Written by Marshall Kirkpatrick / July 7, 2009 10:03 AM / 26 Comments

It's hard to imagine anything more far out than the suggestion that the founders of Twitter be awarded the Nobel Peace Prize, especially since the people who invented the internet never were. But that's what Deputy National Security Advisor, Mark Pfeifle, argues this week in The Christian Science Monitor, because of the company's role in supporting the ongoing uprising in Iran. Pfeifle isn't the only one making this argument, either.

MG Siegler found Pfeifle's editorial and reported on it; he seems to think it's funny - and it is. I think the idea is also serious enough, though, to warrant some closer consideration. I think those little narcissistic bites of information and the platform people publish them on are serious enough to warrant taking this opportunity to consider what it all really means. You might assume that these most recent platitudes are just about Twitter's celebrated role in Iran - but in fact there's a lot more going on. Twitter is changing the human experience in important ways, for those fortunate enough to experience it.

Why Do People Care?

Some people believe that Twitter represents a general state of self-absorbed thoughtlessness in a culture drowning in pointless, irresponsible, self-indulgence and celebrity obsession. And they think it's stupid.

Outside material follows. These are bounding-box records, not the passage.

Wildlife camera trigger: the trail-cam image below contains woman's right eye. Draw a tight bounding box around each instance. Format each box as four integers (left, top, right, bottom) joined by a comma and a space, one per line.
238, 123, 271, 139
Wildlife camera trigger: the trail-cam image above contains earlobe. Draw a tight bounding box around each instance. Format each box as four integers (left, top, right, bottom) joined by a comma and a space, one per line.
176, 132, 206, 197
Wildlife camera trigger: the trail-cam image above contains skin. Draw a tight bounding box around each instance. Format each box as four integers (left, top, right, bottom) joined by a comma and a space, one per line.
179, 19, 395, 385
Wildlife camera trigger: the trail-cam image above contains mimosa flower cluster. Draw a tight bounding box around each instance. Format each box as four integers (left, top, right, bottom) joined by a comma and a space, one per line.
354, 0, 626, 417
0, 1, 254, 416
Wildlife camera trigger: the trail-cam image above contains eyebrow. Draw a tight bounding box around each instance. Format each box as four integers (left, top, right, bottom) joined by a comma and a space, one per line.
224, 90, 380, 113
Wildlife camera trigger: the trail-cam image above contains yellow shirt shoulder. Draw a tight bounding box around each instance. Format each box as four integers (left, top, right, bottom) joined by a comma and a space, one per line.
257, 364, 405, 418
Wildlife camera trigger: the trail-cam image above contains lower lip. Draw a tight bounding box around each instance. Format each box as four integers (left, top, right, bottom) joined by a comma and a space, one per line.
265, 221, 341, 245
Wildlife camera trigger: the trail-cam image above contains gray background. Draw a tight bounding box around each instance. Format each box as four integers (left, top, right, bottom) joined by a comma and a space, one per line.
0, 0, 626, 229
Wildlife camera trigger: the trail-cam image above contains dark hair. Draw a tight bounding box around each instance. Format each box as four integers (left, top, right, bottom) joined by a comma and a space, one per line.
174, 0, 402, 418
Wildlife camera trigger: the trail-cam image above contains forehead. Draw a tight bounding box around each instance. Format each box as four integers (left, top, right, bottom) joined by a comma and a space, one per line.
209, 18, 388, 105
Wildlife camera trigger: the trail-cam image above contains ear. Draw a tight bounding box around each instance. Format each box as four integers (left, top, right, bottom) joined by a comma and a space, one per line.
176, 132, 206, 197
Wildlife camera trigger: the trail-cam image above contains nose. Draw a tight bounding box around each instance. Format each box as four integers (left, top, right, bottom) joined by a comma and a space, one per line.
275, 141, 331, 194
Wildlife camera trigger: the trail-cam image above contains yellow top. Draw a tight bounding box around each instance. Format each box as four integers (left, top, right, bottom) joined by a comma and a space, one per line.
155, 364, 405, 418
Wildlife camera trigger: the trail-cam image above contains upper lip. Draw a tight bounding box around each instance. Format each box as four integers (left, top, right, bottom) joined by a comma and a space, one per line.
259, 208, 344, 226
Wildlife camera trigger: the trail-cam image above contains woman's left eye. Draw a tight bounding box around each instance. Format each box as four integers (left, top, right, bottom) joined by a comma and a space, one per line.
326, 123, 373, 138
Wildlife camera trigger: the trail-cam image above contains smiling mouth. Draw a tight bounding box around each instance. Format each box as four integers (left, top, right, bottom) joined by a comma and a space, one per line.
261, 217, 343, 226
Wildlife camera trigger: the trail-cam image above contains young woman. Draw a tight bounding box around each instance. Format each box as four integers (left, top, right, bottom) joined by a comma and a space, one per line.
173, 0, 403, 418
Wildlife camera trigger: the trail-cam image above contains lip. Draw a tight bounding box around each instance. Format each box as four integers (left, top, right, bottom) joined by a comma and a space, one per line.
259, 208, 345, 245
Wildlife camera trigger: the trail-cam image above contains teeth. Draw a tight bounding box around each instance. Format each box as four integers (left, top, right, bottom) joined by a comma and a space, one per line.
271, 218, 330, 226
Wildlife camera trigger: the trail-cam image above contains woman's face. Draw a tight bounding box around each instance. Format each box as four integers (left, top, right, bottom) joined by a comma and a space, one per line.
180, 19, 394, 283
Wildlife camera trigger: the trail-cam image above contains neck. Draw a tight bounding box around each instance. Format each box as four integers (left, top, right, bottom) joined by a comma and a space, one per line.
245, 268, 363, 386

In fact, almost everyone thinks it's stupid until they give it a good honest try. I certainly did, until I decided to give it one single week of attention in a limited professional context. That was several years ago now and my embrace of Twitter ended up being anything but limited. I wrote once that Twitter is paying my rent, because I get so many story leads, quotes and other valuable tidbits from it. This week three out of my last four articles here have been about Twitter and I am about to buy my first house.

That's not why Twitter should be awarded a Nobel Prize of course, though I do appreciate it. At this point there may only be a few thousand people in the world making extensive use of Twitter for work - but that number will grow.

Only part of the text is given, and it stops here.